In a state of "inbetween"-ness, as one friend used to spell it (Canadianly?). The book is out, tho I have little idea of how it's "doing" – commercially, that is, it being far too early for sales statements from my publisher; on the other hand, a few very gratifying emails from readers out there – mostly friends – and a scattering of blogosphere responses. Don Share, God bless him, is at least halfway thru, & thus far has said nothing but nice things: "spellbinding"... "a book so good I'm anxious about what the heck I'm going to read when I finish it!" Blurb fodder, on the off chance this thing makes it into paperback.
I've largely recovered from the hangover attendant on Saturday night's book release party – for me, a drunken, rather melancholy affair, as these years I find most parties, even the ones I'm hosting. Too many people I wanted to see not in attendance, too much mother-hen-like worrying over whether everyone's having a "good time." Many musical instruments about, to little avail: the sad truth is that for my part I can't remember more than half a verse of any given song once I've gotten a couple drinks into me, & my fingers turn into fumbling bratwursts on the fretboard. The detached space reggae of the Mekons' "I'm Not There (1967)" ringing in my head all weekend:
A velvet glove strokes a hairy thigh
Day is breaking against the sky
My mind is purple...
Like the bubbles on your lips
Ooh baby I groove the way
You move your hips...
A colleague's 15-year-old son, enticed by the promise of music-making, had brought his gear along, & we tried to see if we had any common musical ground. Alas, apart from the inevitable 15 minutes of 12-bar blues in A, such was not to be found. Few things make me feel older than being in company of a "shredder," as these young folks refer to a player who's able to rip thru the Metallica catalogue with fleet fingers.

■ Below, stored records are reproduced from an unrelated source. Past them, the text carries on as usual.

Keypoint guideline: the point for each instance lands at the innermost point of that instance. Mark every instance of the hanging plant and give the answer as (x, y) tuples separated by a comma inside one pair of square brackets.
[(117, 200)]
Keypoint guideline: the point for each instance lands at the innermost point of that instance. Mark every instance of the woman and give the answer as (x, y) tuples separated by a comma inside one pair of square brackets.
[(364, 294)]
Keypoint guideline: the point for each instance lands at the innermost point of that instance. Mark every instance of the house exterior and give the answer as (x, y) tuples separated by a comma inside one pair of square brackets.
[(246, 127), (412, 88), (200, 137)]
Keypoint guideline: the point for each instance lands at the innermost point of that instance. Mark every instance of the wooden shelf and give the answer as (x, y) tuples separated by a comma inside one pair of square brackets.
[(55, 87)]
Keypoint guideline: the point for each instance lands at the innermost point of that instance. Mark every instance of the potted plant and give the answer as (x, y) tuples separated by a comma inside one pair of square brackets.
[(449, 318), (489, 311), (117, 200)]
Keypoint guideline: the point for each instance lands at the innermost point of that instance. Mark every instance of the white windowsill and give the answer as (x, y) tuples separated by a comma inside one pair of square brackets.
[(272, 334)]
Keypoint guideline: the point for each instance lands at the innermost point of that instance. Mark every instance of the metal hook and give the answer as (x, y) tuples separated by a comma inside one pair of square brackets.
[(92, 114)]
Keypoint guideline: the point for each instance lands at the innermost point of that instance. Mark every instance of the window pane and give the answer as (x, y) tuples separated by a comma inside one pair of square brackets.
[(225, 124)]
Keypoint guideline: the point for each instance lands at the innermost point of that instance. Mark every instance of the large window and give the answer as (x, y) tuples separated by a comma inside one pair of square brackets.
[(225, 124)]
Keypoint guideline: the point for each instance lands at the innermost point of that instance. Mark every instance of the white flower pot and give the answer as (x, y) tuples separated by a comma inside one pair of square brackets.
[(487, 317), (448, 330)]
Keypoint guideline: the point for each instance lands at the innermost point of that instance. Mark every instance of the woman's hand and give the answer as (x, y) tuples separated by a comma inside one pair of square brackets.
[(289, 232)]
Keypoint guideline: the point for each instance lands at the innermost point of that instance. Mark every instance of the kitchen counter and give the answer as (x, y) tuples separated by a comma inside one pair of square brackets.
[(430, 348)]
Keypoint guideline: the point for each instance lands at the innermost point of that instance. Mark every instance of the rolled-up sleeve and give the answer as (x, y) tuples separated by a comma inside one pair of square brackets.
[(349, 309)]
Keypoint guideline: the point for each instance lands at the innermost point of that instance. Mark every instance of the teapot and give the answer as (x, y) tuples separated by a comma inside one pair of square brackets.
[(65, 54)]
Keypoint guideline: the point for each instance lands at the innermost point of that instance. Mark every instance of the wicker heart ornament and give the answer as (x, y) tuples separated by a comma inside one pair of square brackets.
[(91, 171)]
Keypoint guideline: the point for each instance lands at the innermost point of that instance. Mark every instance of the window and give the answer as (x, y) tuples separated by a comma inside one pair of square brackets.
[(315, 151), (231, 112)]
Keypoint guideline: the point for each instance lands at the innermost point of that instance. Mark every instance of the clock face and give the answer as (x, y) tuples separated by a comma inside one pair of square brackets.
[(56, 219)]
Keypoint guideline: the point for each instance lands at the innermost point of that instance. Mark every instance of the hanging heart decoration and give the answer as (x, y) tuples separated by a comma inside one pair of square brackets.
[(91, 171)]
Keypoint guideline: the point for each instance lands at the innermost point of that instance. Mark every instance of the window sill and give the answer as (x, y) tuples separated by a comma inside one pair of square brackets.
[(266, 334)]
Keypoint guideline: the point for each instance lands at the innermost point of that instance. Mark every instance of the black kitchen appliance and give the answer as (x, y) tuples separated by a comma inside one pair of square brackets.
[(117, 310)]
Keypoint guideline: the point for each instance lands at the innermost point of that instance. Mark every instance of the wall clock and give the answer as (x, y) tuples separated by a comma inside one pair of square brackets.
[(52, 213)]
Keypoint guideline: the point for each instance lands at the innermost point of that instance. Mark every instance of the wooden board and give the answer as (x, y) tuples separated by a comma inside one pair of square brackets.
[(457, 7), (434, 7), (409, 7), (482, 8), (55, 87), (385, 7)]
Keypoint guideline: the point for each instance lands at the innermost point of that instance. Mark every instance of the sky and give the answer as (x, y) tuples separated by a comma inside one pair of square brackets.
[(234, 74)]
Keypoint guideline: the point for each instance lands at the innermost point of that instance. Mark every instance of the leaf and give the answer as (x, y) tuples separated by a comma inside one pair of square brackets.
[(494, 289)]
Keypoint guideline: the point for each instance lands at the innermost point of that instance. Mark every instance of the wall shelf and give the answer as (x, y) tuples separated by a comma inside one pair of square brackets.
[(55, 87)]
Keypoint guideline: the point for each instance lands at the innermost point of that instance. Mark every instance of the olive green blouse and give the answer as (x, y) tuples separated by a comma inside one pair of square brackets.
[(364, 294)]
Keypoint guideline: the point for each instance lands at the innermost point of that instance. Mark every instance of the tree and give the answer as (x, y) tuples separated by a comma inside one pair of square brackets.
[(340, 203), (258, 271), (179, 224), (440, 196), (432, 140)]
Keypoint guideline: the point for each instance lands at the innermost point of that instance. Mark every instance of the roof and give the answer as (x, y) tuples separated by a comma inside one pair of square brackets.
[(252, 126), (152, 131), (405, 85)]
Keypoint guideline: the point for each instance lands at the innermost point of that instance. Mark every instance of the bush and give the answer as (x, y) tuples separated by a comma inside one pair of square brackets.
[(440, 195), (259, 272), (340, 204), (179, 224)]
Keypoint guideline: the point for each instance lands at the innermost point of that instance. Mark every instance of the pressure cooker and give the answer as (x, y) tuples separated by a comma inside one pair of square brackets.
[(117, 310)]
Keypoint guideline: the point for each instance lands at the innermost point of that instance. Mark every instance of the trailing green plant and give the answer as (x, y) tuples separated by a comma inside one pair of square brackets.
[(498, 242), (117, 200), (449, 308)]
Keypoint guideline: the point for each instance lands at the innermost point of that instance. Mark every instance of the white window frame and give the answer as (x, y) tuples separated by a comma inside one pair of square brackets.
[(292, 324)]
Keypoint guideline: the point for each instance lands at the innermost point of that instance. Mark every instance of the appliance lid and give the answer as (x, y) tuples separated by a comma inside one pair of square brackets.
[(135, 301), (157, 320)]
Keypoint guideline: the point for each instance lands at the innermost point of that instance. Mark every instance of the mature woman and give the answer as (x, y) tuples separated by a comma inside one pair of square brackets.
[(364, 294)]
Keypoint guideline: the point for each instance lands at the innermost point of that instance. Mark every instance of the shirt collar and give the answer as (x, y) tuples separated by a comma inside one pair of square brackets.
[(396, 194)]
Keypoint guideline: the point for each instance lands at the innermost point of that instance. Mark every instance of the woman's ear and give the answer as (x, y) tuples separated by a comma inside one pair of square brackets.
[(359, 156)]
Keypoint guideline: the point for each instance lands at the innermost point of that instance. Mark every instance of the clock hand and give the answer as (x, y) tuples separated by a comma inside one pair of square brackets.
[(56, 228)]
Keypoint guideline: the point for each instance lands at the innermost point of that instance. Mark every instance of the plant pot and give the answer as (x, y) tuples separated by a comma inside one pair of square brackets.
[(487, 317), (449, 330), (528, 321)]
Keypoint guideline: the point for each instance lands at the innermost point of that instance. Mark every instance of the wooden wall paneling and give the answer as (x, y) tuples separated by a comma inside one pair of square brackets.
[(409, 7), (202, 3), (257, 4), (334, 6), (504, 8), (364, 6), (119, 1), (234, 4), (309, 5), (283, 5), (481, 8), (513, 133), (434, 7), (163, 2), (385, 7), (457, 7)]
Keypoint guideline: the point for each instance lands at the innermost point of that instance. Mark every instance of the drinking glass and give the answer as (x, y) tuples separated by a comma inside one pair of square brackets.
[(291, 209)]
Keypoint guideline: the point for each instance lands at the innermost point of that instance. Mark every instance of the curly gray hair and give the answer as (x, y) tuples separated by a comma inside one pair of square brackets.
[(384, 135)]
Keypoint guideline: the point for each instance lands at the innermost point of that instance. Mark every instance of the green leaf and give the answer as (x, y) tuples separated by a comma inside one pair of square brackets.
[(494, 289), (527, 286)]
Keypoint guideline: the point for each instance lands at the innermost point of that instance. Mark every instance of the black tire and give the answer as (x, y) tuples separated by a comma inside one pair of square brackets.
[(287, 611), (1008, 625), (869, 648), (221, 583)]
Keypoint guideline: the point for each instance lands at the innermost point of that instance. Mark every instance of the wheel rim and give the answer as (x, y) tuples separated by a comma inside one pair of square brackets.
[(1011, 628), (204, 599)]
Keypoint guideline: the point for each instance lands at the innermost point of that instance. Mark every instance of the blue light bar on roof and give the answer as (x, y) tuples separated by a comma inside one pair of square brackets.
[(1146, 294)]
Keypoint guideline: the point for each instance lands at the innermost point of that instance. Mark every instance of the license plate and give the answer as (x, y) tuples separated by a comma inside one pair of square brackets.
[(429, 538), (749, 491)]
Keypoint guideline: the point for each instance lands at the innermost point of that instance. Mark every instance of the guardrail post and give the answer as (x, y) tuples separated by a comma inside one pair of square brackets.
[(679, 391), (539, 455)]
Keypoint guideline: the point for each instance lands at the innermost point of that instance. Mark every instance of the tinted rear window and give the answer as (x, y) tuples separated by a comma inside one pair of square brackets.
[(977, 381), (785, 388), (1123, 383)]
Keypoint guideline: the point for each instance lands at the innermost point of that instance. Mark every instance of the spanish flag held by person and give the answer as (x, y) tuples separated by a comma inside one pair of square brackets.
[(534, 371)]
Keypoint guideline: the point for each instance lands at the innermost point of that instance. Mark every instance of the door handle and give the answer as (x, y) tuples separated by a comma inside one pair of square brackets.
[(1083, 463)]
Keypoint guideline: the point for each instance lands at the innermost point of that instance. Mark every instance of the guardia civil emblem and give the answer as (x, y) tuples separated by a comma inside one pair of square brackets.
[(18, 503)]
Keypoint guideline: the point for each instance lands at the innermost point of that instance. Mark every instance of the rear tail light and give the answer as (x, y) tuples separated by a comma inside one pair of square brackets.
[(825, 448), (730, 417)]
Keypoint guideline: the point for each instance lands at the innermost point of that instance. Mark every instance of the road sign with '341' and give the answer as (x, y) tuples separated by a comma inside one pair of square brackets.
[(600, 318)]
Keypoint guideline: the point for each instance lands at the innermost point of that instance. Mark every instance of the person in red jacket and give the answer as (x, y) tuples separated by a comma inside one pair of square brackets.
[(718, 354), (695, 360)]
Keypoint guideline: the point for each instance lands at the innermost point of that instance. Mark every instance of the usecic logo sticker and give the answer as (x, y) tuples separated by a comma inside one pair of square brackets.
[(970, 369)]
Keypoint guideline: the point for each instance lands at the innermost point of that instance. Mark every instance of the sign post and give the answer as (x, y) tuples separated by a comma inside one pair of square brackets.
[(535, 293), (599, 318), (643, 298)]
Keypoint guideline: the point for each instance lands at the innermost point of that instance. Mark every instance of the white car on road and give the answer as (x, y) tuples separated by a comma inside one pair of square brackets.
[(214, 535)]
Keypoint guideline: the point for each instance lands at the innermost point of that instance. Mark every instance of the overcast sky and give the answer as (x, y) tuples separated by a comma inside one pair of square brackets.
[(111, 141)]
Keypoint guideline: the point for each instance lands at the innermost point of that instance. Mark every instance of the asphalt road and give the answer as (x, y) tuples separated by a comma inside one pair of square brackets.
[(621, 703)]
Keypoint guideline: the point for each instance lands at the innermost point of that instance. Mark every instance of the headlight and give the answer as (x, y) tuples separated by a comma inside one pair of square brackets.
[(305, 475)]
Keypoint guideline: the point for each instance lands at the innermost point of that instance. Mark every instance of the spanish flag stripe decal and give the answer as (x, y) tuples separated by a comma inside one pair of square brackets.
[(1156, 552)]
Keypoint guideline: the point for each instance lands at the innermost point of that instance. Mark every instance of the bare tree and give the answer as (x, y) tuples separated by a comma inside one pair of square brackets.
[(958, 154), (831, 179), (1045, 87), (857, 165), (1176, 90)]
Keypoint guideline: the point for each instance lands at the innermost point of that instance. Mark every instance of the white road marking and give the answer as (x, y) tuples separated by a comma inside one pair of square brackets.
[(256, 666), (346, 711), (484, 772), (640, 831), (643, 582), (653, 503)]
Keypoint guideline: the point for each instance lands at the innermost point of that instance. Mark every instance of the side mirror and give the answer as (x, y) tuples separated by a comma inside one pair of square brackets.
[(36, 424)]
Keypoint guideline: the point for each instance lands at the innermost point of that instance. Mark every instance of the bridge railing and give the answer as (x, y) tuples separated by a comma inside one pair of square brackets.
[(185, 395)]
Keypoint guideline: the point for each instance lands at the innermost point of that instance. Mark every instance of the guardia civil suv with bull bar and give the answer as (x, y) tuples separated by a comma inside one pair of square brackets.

Hazy as I was, I recognized that our guitar-Bildungs (Guitarrebildungen?) were fundamentally different, that there's been a sea change in the way one learns to play rock guitar in the past couple decades. I learned chords, open & barre, & only then progressed to scales & riffs. (One could probably fake 80% of the corpus of pre-1980 pop music if one knew the old I-IV-V-VIm progression.) Alan, on the other hand, thinks in terms of lines, of melodic patterns, of the dit-dit-diddle-dit-dits that underpin the fast metal he listens to. I can't wrap my head, or my fingers, around it – & won't ever be able, I'm afraid, to play "Master of Puppets" or Tool's "Schism."

(But then again, as one friend remarks, a 15-year-old brings an intensity of practice time to these things that isn't really available to those of us with jobs & such. I do have every intention of blocking out some time over the break to draw and paint, pursuits which don't plunge me into quite the despair that music-making usually does.)

1 comment:

Emily said...

Mark -- sorry we had to miss your party (as you know, we were a bit busy).

Not that my own musical abilities would really have contributed -- if I'm drinking I tend to play and sing showtunes badly (and only when I'm drunk do I do that). If I'm not drinking it's almost entirely baroque music these days.

Or Christmas carols, since that's seasonal.